Many members will be taking to the road this summer, in their Classic Thunderbirds, to attend the various regional conventions and some will be driving several hundred miles. The T’Bird maintenance item most often overlooked for the trip is the age of the tires. Collector cars are not used daily and in some cases the tires have very few miles, this coupled with the fact that they still look new, we tend to not consider their age.

Rubber products start to slowly deteriorate shortly after they are manufactured. The Department of Transportation (DOT) requires all tire manufactures to serial number and date code all tires. These numbers are found on the exterior tire sidewall facing the underside of the car.

DOT and the National Highway Traffic Safety Administration (NHTSA) requires that the tire identification code be a combination of eleven or twelve letters and numbers that identify the manufacturing location, tire size, manufacturer’s code plus week and year that the tire was manufactured.

Currently the week and year the tire was manufactured is contained in the last four digits of the serial number, with the first two digits identifying the week the tire was manufactured immediately followed by two digits used to identify the year.

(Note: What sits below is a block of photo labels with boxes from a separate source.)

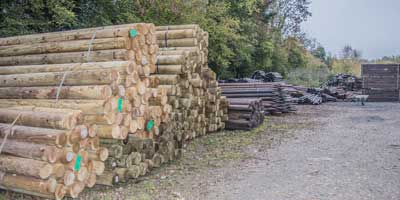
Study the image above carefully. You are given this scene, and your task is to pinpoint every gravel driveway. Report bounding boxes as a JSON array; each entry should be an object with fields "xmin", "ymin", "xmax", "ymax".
[
  {"xmin": 203, "ymin": 103, "xmax": 400, "ymax": 200},
  {"xmin": 37, "ymin": 103, "xmax": 400, "ymax": 200}
]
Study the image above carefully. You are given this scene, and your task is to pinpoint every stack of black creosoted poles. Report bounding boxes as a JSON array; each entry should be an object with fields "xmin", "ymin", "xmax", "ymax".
[
  {"xmin": 220, "ymin": 83, "xmax": 295, "ymax": 118},
  {"xmin": 226, "ymin": 98, "xmax": 264, "ymax": 130}
]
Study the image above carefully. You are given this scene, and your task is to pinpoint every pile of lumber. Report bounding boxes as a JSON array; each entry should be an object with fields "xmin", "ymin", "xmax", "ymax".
[
  {"xmin": 226, "ymin": 98, "xmax": 264, "ymax": 130},
  {"xmin": 251, "ymin": 70, "xmax": 283, "ymax": 82},
  {"xmin": 220, "ymin": 83, "xmax": 295, "ymax": 115},
  {"xmin": 298, "ymin": 93, "xmax": 323, "ymax": 105},
  {"xmin": 0, "ymin": 24, "xmax": 164, "ymax": 199},
  {"xmin": 152, "ymin": 25, "xmax": 227, "ymax": 150}
]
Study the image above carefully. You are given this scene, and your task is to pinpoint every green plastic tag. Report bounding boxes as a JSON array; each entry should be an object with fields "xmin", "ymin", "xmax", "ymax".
[
  {"xmin": 129, "ymin": 29, "xmax": 138, "ymax": 38},
  {"xmin": 118, "ymin": 98, "xmax": 123, "ymax": 112},
  {"xmin": 74, "ymin": 154, "xmax": 82, "ymax": 171},
  {"xmin": 146, "ymin": 119, "xmax": 154, "ymax": 132}
]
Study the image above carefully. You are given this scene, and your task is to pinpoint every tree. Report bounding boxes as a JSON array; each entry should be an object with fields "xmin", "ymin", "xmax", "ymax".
[
  {"xmin": 342, "ymin": 45, "xmax": 362, "ymax": 60},
  {"xmin": 311, "ymin": 45, "xmax": 327, "ymax": 63},
  {"xmin": 0, "ymin": 0, "xmax": 311, "ymax": 78}
]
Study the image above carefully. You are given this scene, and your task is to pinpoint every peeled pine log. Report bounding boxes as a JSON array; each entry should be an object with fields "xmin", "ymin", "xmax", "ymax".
[
  {"xmin": 0, "ymin": 155, "xmax": 64, "ymax": 179},
  {"xmin": 0, "ymin": 24, "xmax": 156, "ymax": 198},
  {"xmin": 0, "ymin": 123, "xmax": 67, "ymax": 146},
  {"xmin": 0, "ymin": 24, "xmax": 151, "ymax": 46},
  {"xmin": 157, "ymin": 29, "xmax": 196, "ymax": 40},
  {"xmin": 0, "ymin": 38, "xmax": 130, "ymax": 57},
  {"xmin": 0, "ymin": 61, "xmax": 137, "ymax": 75},
  {"xmin": 0, "ymin": 49, "xmax": 135, "ymax": 66},
  {"xmin": 0, "ymin": 140, "xmax": 75, "ymax": 163},
  {"xmin": 158, "ymin": 38, "xmax": 198, "ymax": 47},
  {"xmin": 0, "ymin": 108, "xmax": 79, "ymax": 129},
  {"xmin": 0, "ymin": 99, "xmax": 105, "ymax": 115},
  {"xmin": 0, "ymin": 85, "xmax": 112, "ymax": 100},
  {"xmin": 0, "ymin": 173, "xmax": 65, "ymax": 199},
  {"xmin": 0, "ymin": 69, "xmax": 119, "ymax": 87},
  {"xmin": 96, "ymin": 171, "xmax": 119, "ymax": 186}
]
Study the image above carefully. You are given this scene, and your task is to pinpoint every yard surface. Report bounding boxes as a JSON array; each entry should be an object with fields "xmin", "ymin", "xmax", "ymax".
[{"xmin": 2, "ymin": 103, "xmax": 400, "ymax": 200}]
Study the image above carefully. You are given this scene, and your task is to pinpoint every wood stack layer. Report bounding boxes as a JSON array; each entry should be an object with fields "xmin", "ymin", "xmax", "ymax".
[
  {"xmin": 153, "ymin": 25, "xmax": 227, "ymax": 161},
  {"xmin": 0, "ymin": 24, "xmax": 162, "ymax": 199},
  {"xmin": 361, "ymin": 64, "xmax": 400, "ymax": 102},
  {"xmin": 226, "ymin": 98, "xmax": 265, "ymax": 130},
  {"xmin": 220, "ymin": 83, "xmax": 295, "ymax": 115}
]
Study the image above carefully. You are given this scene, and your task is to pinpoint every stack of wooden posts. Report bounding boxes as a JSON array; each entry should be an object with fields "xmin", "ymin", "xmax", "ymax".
[
  {"xmin": 153, "ymin": 25, "xmax": 227, "ymax": 152},
  {"xmin": 226, "ymin": 98, "xmax": 265, "ymax": 130},
  {"xmin": 220, "ymin": 83, "xmax": 295, "ymax": 115},
  {"xmin": 0, "ymin": 24, "xmax": 164, "ymax": 199}
]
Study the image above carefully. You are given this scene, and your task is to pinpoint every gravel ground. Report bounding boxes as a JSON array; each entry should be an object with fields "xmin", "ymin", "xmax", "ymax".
[
  {"xmin": 202, "ymin": 103, "xmax": 400, "ymax": 200},
  {"xmin": 0, "ymin": 103, "xmax": 400, "ymax": 200}
]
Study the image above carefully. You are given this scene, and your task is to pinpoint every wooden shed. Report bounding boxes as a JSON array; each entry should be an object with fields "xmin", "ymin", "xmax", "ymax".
[{"xmin": 361, "ymin": 64, "xmax": 400, "ymax": 102}]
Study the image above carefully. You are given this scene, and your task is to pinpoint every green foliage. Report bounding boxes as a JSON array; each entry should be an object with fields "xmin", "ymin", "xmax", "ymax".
[
  {"xmin": 288, "ymin": 51, "xmax": 331, "ymax": 87},
  {"xmin": 0, "ymin": 0, "xmax": 316, "ymax": 78}
]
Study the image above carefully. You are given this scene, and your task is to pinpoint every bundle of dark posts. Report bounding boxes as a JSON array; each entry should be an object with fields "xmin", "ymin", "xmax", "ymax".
[
  {"xmin": 226, "ymin": 98, "xmax": 264, "ymax": 130},
  {"xmin": 220, "ymin": 83, "xmax": 295, "ymax": 115},
  {"xmin": 299, "ymin": 93, "xmax": 322, "ymax": 105},
  {"xmin": 251, "ymin": 70, "xmax": 283, "ymax": 82}
]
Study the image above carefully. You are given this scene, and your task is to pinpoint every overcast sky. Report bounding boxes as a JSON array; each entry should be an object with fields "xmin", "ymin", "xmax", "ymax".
[{"xmin": 303, "ymin": 0, "xmax": 400, "ymax": 59}]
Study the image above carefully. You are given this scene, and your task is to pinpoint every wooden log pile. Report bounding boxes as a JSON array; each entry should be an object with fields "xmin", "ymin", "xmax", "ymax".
[
  {"xmin": 0, "ymin": 24, "xmax": 164, "ymax": 199},
  {"xmin": 226, "ymin": 98, "xmax": 265, "ymax": 130},
  {"xmin": 153, "ymin": 25, "xmax": 228, "ymax": 152},
  {"xmin": 220, "ymin": 83, "xmax": 295, "ymax": 115}
]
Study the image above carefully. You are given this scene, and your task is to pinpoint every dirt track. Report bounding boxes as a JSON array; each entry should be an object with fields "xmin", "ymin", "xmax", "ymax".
[{"xmin": 3, "ymin": 103, "xmax": 400, "ymax": 200}]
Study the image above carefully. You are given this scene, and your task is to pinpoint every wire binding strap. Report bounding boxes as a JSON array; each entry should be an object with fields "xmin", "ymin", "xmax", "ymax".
[
  {"xmin": 56, "ymin": 31, "xmax": 96, "ymax": 104},
  {"xmin": 0, "ymin": 113, "xmax": 21, "ymax": 154},
  {"xmin": 164, "ymin": 26, "xmax": 169, "ymax": 48}
]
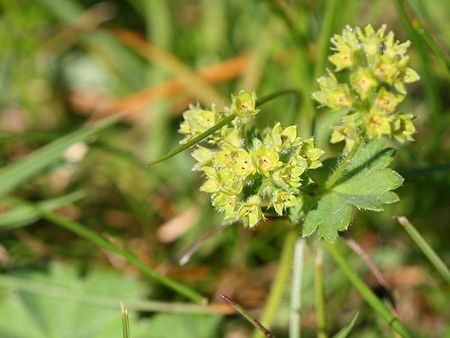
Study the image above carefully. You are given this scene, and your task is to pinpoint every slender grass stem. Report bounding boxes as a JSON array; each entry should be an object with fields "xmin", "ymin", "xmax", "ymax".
[
  {"xmin": 323, "ymin": 241, "xmax": 414, "ymax": 338},
  {"xmin": 252, "ymin": 230, "xmax": 297, "ymax": 338},
  {"xmin": 306, "ymin": 0, "xmax": 339, "ymax": 135},
  {"xmin": 314, "ymin": 0, "xmax": 339, "ymax": 84},
  {"xmin": 399, "ymin": 0, "xmax": 450, "ymax": 71},
  {"xmin": 397, "ymin": 216, "xmax": 450, "ymax": 284},
  {"xmin": 314, "ymin": 246, "xmax": 328, "ymax": 338},
  {"xmin": 36, "ymin": 208, "xmax": 206, "ymax": 303},
  {"xmin": 325, "ymin": 143, "xmax": 361, "ymax": 189},
  {"xmin": 289, "ymin": 238, "xmax": 305, "ymax": 338},
  {"xmin": 120, "ymin": 303, "xmax": 131, "ymax": 338}
]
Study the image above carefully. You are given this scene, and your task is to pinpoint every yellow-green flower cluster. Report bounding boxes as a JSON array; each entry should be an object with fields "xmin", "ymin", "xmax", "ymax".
[
  {"xmin": 313, "ymin": 25, "xmax": 419, "ymax": 148},
  {"xmin": 180, "ymin": 91, "xmax": 323, "ymax": 227}
]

Example XXXXXXXX 4800, 48 indicates the week of the year, 00 indicates the year 2000. If the date was 4801 it would be the 48th week of 2001.

Tires manufactured prior to 2000 have a three digit date code. For example: 422 Indicates the 42nd week and the 2 represents 1992. This tire would be considered unsafe even as a spare.

Ford Motor Co as well as other car manufactures added a 6 year Tire replacement recommendation, regardless of tread wear, to its website and all 2006 Owners Manuals.